Last modified: 2013-04-24 12:19:32 UTC
If a user tries to access a project before they are a member, they'll be stored in the negative nscd cache for group. When the user is added to the project, if they try to access the instance before the negative cache expires, they'll be rejected. Using salt, we should trigger an nscd group cache invalidation for all instances in a project when a user is added or removed from the project.
Where should the invalidation be triggered? Options: 1) the 'if ( $success ) { .. }' block in addMember(), deleteMember() and possibly setMembers() methods on OpenStackNovaProjectGroup.php 2) Some wrapper around LdapAuthenticationPlugin::ldap_modify Thoughts? Is there any existing integration between salt and OpenStackManager that I could check out?
There's no integration yet. Either you'd need to shell out, or get salt-api working.

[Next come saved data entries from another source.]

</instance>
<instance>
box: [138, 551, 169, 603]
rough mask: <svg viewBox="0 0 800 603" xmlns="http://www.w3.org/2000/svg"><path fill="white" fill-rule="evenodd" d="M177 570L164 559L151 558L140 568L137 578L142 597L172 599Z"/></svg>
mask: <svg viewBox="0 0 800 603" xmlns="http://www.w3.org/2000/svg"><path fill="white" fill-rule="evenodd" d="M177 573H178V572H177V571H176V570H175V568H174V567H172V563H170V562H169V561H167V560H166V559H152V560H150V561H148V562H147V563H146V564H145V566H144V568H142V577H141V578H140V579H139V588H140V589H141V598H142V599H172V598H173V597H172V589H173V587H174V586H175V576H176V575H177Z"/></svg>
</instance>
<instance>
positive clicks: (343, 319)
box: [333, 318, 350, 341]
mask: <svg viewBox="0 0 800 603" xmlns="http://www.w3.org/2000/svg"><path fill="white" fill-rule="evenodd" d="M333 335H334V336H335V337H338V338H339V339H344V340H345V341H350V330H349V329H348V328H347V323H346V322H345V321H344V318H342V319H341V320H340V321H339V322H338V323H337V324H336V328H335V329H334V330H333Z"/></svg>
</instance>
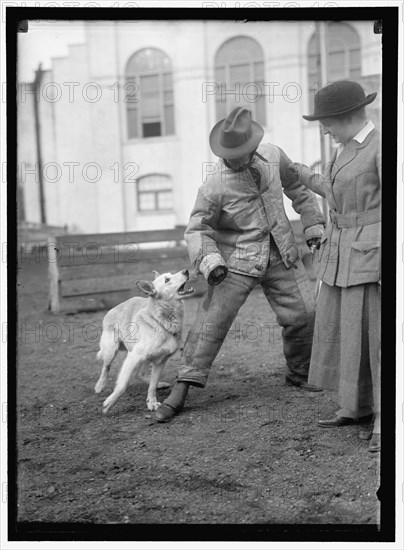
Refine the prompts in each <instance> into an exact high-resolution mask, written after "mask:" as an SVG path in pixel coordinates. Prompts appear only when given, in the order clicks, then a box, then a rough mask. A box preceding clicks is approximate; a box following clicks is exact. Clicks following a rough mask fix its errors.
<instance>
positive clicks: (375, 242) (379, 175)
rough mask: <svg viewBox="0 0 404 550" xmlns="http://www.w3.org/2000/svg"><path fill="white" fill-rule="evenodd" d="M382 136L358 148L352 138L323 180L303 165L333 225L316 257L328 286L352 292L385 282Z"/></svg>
mask: <svg viewBox="0 0 404 550" xmlns="http://www.w3.org/2000/svg"><path fill="white" fill-rule="evenodd" d="M380 150H381V149H380V134H379V132H378V130H376V129H373V130H371V131H370V133H369V134H368V135H367V136H366V138H365V139H364V140H363V141H362V143H359V142H358V141H356V140H355V139H351V140H350V141H349V142H348V144H347V145H346V147H345V148H344V149H343V151H342V152H341V154H340V155H339V156H338V158H336V152H335V153H334V155H333V158H332V159H331V161H330V163H329V164H328V166H327V167H326V169H325V171H324V174H323V176H320V175H318V174H315V173H314V172H312V171H311V170H309V168H307V166H304V165H298V170H299V171H300V181H301V182H302V183H303V184H304V185H306V186H307V187H309V188H310V189H312V190H313V191H315V192H316V193H318V194H319V195H322V196H323V197H326V199H327V201H328V205H329V207H330V221H329V223H328V226H327V228H326V231H325V233H324V235H323V237H322V239H321V246H320V250H319V251H318V253H316V258H315V259H316V260H317V261H316V265H317V275H318V277H319V278H320V279H322V280H323V281H324V282H325V283H327V284H329V285H336V286H340V287H348V286H352V285H358V284H363V283H374V282H379V280H380V277H381V263H380V237H381V235H380V233H381V209H380V199H381V153H380Z"/></svg>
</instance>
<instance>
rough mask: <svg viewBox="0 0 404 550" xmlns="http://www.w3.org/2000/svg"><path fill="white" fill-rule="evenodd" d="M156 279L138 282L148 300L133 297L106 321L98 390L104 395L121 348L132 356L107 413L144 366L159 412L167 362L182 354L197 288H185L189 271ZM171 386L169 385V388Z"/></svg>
mask: <svg viewBox="0 0 404 550" xmlns="http://www.w3.org/2000/svg"><path fill="white" fill-rule="evenodd" d="M153 273H154V276H155V279H154V281H153V282H151V281H136V284H137V286H138V287H139V288H140V289H141V290H142V292H144V294H146V295H147V296H148V298H140V297H135V298H130V299H129V300H127V301H126V302H123V303H122V304H119V305H118V306H116V307H114V308H113V309H111V311H109V312H108V313H107V314H106V316H105V317H104V320H103V331H102V334H101V340H100V351H99V352H98V354H97V358H98V359H102V361H103V367H102V371H101V376H100V378H99V380H98V382H97V384H96V386H95V392H96V393H100V392H101V391H102V390H103V389H104V387H105V383H106V380H107V376H108V372H109V369H110V367H111V363H112V361H113V359H114V357H115V355H116V354H117V352H118V349H126V350H127V351H128V354H127V356H126V359H125V361H124V362H123V365H122V368H121V371H120V373H119V375H118V378H117V381H116V385H115V389H114V391H113V392H112V394H111V395H110V396H109V397H108V398H107V399H106V400H105V401H104V403H103V412H104V413H106V412H108V411H109V409H110V408H111V407H112V406H113V405H114V404H115V403H116V402H117V400H118V399H119V398H120V397H121V395H122V394H123V393H124V392H125V390H126V388H127V387H128V384H129V380H130V377H131V375H132V373H133V372H136V374H137V375H139V373H140V372H141V370H142V369H143V367H145V366H147V365H149V364H151V365H152V370H151V377H150V383H149V389H148V392H147V400H146V403H147V407H148V409H150V410H151V411H154V410H156V409H157V407H158V406H159V405H160V403H159V402H158V401H157V394H156V389H157V384H158V381H159V378H160V374H161V373H162V371H163V369H164V366H165V364H166V361H167V359H169V357H171V356H172V355H173V354H174V353H175V352H176V351H177V349H178V347H179V345H180V341H181V332H182V325H183V319H184V304H183V302H182V299H183V298H185V297H186V296H190V295H191V294H193V292H194V289H193V288H192V287H191V288H189V289H185V283H186V282H187V281H188V279H189V273H188V270H187V269H185V270H183V271H179V272H178V273H176V274H175V275H172V274H171V273H164V274H163V275H160V274H159V273H157V271H153ZM163 387H167V384H165V386H163Z"/></svg>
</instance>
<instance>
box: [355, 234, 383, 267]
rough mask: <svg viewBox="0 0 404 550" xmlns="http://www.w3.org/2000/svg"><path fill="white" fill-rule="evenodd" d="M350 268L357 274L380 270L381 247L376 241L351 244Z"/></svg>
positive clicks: (356, 241)
mask: <svg viewBox="0 0 404 550" xmlns="http://www.w3.org/2000/svg"><path fill="white" fill-rule="evenodd" d="M351 246H352V248H351V261H350V264H351V265H350V268H351V270H352V271H353V272H355V273H374V272H375V271H378V270H379V255H380V245H379V243H375V242H374V241H354V242H353V243H352V244H351Z"/></svg>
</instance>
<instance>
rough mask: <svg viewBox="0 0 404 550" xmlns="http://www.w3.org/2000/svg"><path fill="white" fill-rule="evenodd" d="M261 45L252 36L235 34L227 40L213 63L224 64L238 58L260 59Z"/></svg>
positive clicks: (240, 59)
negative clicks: (232, 37)
mask: <svg viewBox="0 0 404 550" xmlns="http://www.w3.org/2000/svg"><path fill="white" fill-rule="evenodd" d="M263 57H264V55H263V51H262V48H261V46H260V45H259V44H258V42H257V41H256V40H254V39H253V38H249V37H247V36H236V37H234V38H230V40H227V41H226V42H225V43H224V44H223V45H222V46H221V48H220V49H219V51H218V52H217V55H216V59H215V64H216V65H224V64H227V63H232V62H237V61H240V60H253V59H262V58H263Z"/></svg>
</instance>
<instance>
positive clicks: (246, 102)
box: [242, 82, 265, 104]
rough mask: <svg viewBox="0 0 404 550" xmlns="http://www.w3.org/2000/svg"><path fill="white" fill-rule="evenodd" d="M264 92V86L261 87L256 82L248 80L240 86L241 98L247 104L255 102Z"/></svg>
mask: <svg viewBox="0 0 404 550" xmlns="http://www.w3.org/2000/svg"><path fill="white" fill-rule="evenodd" d="M264 92H265V90H264V86H263V85H262V87H261V86H260V84H259V83H258V82H248V83H247V84H245V85H244V86H243V88H242V94H243V99H244V100H245V102H246V103H247V104H249V103H252V102H254V103H255V102H256V101H257V100H258V99H260V98H261V97H262V94H263V93H264Z"/></svg>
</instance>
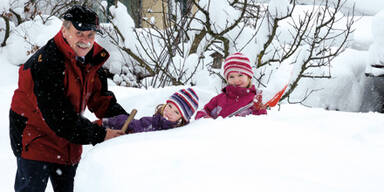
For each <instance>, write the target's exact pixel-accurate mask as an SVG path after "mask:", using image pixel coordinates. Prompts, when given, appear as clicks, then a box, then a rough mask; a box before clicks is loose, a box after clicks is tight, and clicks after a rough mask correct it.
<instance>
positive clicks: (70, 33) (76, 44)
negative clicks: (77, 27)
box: [61, 24, 96, 57]
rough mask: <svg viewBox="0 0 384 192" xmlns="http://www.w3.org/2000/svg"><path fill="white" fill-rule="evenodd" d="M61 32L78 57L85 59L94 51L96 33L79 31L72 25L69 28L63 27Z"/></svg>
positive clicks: (93, 31) (92, 32)
mask: <svg viewBox="0 0 384 192" xmlns="http://www.w3.org/2000/svg"><path fill="white" fill-rule="evenodd" d="M61 31H62V32H63V37H64V38H65V39H66V40H67V42H68V44H69V46H70V47H71V48H72V49H73V51H74V52H75V54H76V55H77V56H79V57H84V56H85V55H87V54H88V52H89V51H90V50H91V49H92V46H93V43H94V42H95V35H96V32H95V31H79V30H77V29H76V28H75V27H73V25H72V24H70V26H69V28H66V27H65V26H63V27H62V28H61Z"/></svg>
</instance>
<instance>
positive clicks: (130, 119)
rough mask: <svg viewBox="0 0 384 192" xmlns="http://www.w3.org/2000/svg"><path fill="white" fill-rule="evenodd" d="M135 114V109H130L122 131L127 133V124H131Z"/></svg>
mask: <svg viewBox="0 0 384 192" xmlns="http://www.w3.org/2000/svg"><path fill="white" fill-rule="evenodd" d="M136 113H137V110H136V109H132V111H131V113H130V114H129V116H128V118H127V120H125V122H124V125H123V127H122V128H121V130H122V131H124V133H125V131H127V129H128V125H129V123H131V121H132V119H133V118H134V117H135V115H136Z"/></svg>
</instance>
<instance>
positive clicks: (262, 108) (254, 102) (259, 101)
mask: <svg viewBox="0 0 384 192" xmlns="http://www.w3.org/2000/svg"><path fill="white" fill-rule="evenodd" d="M253 106H254V107H255V108H256V109H258V110H260V109H265V108H266V106H264V104H263V96H262V92H261V91H257V92H256V95H255V97H254V98H253Z"/></svg>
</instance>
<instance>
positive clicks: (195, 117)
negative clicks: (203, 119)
mask: <svg viewBox="0 0 384 192" xmlns="http://www.w3.org/2000/svg"><path fill="white" fill-rule="evenodd" d="M217 97H218V96H215V97H213V98H212V99H211V100H210V101H209V102H208V103H207V104H205V106H204V108H203V109H202V110H200V111H198V112H197V113H196V116H195V119H196V120H197V119H200V118H216V117H215V116H216V115H214V114H212V111H213V109H214V108H215V107H216V106H217Z"/></svg>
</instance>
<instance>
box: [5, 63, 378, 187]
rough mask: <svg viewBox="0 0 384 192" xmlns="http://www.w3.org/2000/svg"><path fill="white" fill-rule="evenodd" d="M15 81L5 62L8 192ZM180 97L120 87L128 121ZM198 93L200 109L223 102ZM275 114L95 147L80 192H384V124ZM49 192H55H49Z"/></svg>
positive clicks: (135, 136)
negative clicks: (136, 115) (313, 191)
mask: <svg viewBox="0 0 384 192" xmlns="http://www.w3.org/2000/svg"><path fill="white" fill-rule="evenodd" d="M1 61H4V60H1ZM2 63H4V62H2ZM16 74H17V68H16V67H14V66H12V65H7V63H6V62H5V63H4V66H2V70H1V71H0V91H1V95H0V98H1V99H0V106H1V109H0V114H1V115H2V116H3V117H4V120H3V121H1V122H0V126H1V127H3V128H2V129H1V132H0V151H1V153H0V154H1V156H0V162H1V163H0V169H1V170H2V174H1V177H0V186H1V187H0V190H1V191H12V190H13V182H14V176H15V171H16V161H15V158H14V156H13V154H12V151H11V148H10V145H9V136H8V119H7V116H8V110H9V104H10V99H11V96H12V93H13V89H14V88H15V87H16V82H17V75H16ZM179 88H181V87H168V88H164V89H149V90H142V89H134V88H123V87H116V86H114V87H111V89H112V90H113V91H114V92H115V93H116V95H117V97H118V100H119V101H120V103H122V105H123V106H124V107H125V108H126V109H127V110H128V111H130V110H131V109H132V108H137V109H138V110H139V112H138V114H137V117H141V116H144V115H151V114H152V113H153V111H154V106H156V105H157V104H159V103H163V102H164V100H165V99H166V98H167V97H168V96H169V95H171V94H172V93H173V92H174V91H176V90H178V89H179ZM195 89H196V91H197V93H198V94H199V96H200V102H201V104H200V107H201V106H202V105H203V104H204V103H206V102H207V101H208V100H209V98H210V97H211V96H212V95H214V94H215V93H214V92H212V91H209V90H205V89H201V88H199V87H195ZM268 112H269V113H268V115H266V116H249V117H236V118H231V119H217V120H212V119H203V120H199V121H192V122H191V123H190V124H189V125H187V126H185V127H181V128H177V129H173V130H168V131H158V132H150V133H140V134H132V135H125V136H122V137H119V138H115V139H112V140H109V141H107V142H105V143H102V144H98V145H96V146H86V147H85V152H84V154H83V159H82V161H81V163H80V165H79V168H78V172H77V176H76V178H75V191H79V192H81V191H168V192H169V191H271V192H280V191H295V192H300V191H337V192H340V191H349V192H352V191H353V192H354V191H359V192H363V191H364V192H366V191H369V192H380V191H383V190H384V184H383V182H382V181H383V180H384V164H383V163H382V162H384V129H382V125H383V124H384V115H383V114H380V113H349V112H335V111H326V110H324V109H315V108H313V109H311V108H305V107H302V106H299V105H282V106H281V108H280V110H278V108H274V109H272V110H270V111H268ZM87 116H88V117H89V118H91V119H93V118H94V117H93V116H92V115H91V114H87ZM47 191H52V189H51V187H50V186H49V187H48V190H47Z"/></svg>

salt-api is currently 'pre-alpha'. The code doesn't look like anything substantial yet. The Salt wire protocol is MessagePack on top of ZeroMQ. Both MessagePack and ZeroMQ have good PHP bindings, so perhaps writing a PHP-based salt client wouldn't be too hard. Alternately we could implement a simple MediaWiki-Salt bridge, perhaps using UDP / wfDebug. Both approaches would be overkill if this was an isolated need. If there was better Salt / MediaWiki integration, do you expect to have lots of uses for it?